Refugee Camps Becoming Dangerous in South Sudan
GENEVA – International News – South Sudan has seen increased violence from both the government and rebel forces. Protecting refugees has become increasingly difficult for United Nations Peacekeepers. The UNMISS in South Sudan has increased security measures in refugee camps in an ongoing effort to ensure greater safety.
Ivan Simonovic who is with the United Nations as a Human Rights ‘fact finder states that Bor and Bentiu two of the towns where the heaviest fighting has been happening are now virtually “ghost towns”. The two towns have changed hands several times as the Government forces and rebel forces continue to battle for control.
This is putting heavy pressure in United Nations personnel.
The growing numbers of refugees are also impacting safety in the camps set up to house and care for refugees. “Another 63 additional UN police personnel arrived yesterday, bringing the total number of UNPOL reinforcements to 315,” according to figures from the UNMISS.
Joint police and military patrols and the use of metal detectors are among the security steps being taken by the United Nations peacekeeping mission in South Sudan (UNMISS) to protect some 65,000 displaced civilians seeking refuge on its bases and in the surrounding community.
“An array of security measures have been put in place,” the Mission has confirmed. UN Police Commissioner Fred Yiga is meeting regularly with South Sudan’s Police Inspector General, and with the Central Equatoria Police Commissioner, to address security concerns.
Weapon searches are being undertaken at all the main bases, which include the capital Juba, Bor in Jonglei state, Bentiu in Unity state, and Malakal in Upper Nile state.

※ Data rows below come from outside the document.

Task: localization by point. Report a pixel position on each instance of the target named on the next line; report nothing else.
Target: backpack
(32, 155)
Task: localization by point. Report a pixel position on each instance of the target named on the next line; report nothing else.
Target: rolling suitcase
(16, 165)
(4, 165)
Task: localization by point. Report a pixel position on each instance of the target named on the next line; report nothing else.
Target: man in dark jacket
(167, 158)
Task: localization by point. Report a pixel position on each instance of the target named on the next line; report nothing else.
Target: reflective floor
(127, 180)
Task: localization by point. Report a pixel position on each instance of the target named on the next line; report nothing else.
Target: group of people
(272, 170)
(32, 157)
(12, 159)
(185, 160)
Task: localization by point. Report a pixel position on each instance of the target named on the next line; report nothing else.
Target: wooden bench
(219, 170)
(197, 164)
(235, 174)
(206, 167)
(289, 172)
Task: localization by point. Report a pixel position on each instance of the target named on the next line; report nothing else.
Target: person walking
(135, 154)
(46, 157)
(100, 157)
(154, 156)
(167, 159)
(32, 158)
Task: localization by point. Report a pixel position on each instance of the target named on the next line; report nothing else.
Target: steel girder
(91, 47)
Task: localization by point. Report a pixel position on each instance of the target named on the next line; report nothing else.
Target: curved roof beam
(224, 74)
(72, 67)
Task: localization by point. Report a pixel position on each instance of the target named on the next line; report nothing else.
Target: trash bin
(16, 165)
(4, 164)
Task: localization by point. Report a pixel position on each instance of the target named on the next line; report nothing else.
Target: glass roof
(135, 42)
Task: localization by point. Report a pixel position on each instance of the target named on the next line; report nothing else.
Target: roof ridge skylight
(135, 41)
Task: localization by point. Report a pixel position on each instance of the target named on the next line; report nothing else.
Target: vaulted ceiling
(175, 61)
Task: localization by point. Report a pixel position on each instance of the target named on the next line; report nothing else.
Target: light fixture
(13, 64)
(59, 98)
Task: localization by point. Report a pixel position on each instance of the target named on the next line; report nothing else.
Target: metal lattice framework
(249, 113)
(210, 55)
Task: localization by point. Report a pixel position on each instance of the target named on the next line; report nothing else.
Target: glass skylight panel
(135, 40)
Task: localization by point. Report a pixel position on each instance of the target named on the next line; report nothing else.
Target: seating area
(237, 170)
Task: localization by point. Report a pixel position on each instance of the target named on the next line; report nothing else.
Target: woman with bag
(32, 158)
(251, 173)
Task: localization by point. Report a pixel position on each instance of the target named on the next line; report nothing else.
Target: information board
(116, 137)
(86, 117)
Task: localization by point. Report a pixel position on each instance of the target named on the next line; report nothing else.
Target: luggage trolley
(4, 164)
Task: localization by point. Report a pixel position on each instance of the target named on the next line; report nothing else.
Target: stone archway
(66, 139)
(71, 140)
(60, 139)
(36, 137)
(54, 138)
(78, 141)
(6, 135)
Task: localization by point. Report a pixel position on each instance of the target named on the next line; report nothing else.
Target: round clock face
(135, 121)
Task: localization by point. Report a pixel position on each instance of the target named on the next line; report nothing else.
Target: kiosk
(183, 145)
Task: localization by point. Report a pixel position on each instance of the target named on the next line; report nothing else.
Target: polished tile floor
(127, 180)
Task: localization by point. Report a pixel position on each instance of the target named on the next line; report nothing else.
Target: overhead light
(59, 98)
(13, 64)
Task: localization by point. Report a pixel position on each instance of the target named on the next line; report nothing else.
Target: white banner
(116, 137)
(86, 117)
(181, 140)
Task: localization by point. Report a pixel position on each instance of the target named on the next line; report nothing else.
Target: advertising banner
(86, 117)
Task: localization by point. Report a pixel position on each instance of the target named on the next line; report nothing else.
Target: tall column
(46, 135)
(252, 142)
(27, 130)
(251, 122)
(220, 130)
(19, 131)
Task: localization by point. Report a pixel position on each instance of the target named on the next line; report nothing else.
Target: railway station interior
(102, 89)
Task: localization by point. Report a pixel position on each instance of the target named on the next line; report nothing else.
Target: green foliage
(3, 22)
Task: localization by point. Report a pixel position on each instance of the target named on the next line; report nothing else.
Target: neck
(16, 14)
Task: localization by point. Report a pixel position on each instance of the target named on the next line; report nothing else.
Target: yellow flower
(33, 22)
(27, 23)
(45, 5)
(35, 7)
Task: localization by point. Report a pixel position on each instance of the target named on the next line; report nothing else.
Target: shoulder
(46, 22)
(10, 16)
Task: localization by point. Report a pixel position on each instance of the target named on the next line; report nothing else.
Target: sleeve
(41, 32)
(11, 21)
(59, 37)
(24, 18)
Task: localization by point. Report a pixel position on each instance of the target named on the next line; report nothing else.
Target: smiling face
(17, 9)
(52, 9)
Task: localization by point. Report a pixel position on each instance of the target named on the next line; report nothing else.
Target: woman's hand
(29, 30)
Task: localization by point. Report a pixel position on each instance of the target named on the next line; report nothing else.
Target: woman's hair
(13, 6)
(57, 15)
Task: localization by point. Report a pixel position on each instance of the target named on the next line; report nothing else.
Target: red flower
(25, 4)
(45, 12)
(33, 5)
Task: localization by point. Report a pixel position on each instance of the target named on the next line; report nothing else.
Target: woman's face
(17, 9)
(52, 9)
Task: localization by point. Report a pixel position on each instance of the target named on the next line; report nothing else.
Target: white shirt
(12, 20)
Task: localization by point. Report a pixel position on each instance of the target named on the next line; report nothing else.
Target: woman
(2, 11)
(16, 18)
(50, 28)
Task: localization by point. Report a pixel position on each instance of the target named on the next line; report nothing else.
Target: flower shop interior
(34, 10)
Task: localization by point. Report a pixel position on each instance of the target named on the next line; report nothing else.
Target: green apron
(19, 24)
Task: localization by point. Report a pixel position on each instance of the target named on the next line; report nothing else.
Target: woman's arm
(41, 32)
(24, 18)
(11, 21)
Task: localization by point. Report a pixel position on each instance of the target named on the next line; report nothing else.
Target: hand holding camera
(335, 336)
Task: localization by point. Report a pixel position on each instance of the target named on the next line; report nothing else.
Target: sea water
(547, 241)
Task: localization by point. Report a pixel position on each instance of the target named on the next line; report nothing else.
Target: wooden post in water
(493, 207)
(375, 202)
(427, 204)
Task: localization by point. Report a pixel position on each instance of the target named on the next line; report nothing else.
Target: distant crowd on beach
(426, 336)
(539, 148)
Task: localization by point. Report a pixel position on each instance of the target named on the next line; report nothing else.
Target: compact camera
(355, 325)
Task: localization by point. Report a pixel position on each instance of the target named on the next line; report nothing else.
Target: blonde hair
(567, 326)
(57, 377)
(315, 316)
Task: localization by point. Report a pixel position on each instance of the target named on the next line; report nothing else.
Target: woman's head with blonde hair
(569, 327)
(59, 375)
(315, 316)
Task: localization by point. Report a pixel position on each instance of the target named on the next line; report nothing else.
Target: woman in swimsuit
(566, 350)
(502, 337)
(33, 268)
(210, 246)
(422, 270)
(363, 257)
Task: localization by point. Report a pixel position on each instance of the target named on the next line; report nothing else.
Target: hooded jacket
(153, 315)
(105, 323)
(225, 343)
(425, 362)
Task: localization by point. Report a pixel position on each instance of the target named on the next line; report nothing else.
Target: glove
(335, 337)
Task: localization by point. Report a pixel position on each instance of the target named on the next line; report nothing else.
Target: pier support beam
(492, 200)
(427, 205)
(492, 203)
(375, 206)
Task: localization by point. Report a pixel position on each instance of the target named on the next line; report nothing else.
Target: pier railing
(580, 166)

UN Police (UNPOL) supported by UNMISS military forces are heading the searches, which include ‘combing’ the areas with metal detectors. UNPOL and military are also jointly patrolling inside and in the immediate vicinity of all the sites, with troops guarding the perimeter.
Fencing, berms and ditches have been built, and displaced persons coming in and out are systematically screened and controlled, the Mission said. It is also planning additional security measures to further strengthen the camp perimeters.
An additional group is due to arrive next Friday. They will deploy in Formed Police Units to UNMISS bases in Juba, Malakal and Bentiu.
With that final group on the ground, the additional “more robust and armed police units” authorized by the UN Security Council last month will be completed, the Mission said.
As requested by UN Secretary-General Ban Ki-moon, the Council in December unanimously approved a temporary increase in the strength of the UNMISS of up to 12,500 military and 1,323 police from a current combined strength of some 7,000, through the transfer of units if necessary from other UN forces in the Democratic Republic of Congo (DRC), Darfur, Abyei, Côte d’Ivoire and Liberia.
The congestion of the sites also poses a challenge to the safety of civilians, UNMISS said. As of yesterday, it has moved hundreds of newly arrived displaced persons from the UN Tomping compound to the protection site at UN House where space is still available.
UNMISS reiterated that it is impartial in the ongoing conflict, and in the implementation of its mandate to protect all civilians “irrespective of who they are, where they come from and what their ethnic background is.”
The fighting between anti- and pro-Government forces has continued even as political talks with the parties in the Ethiopian capital of Addis Ababa seek to establish a ceasefire. The talks are being held under the patronage of the Inter-Governmental Authority for Development (IGAD).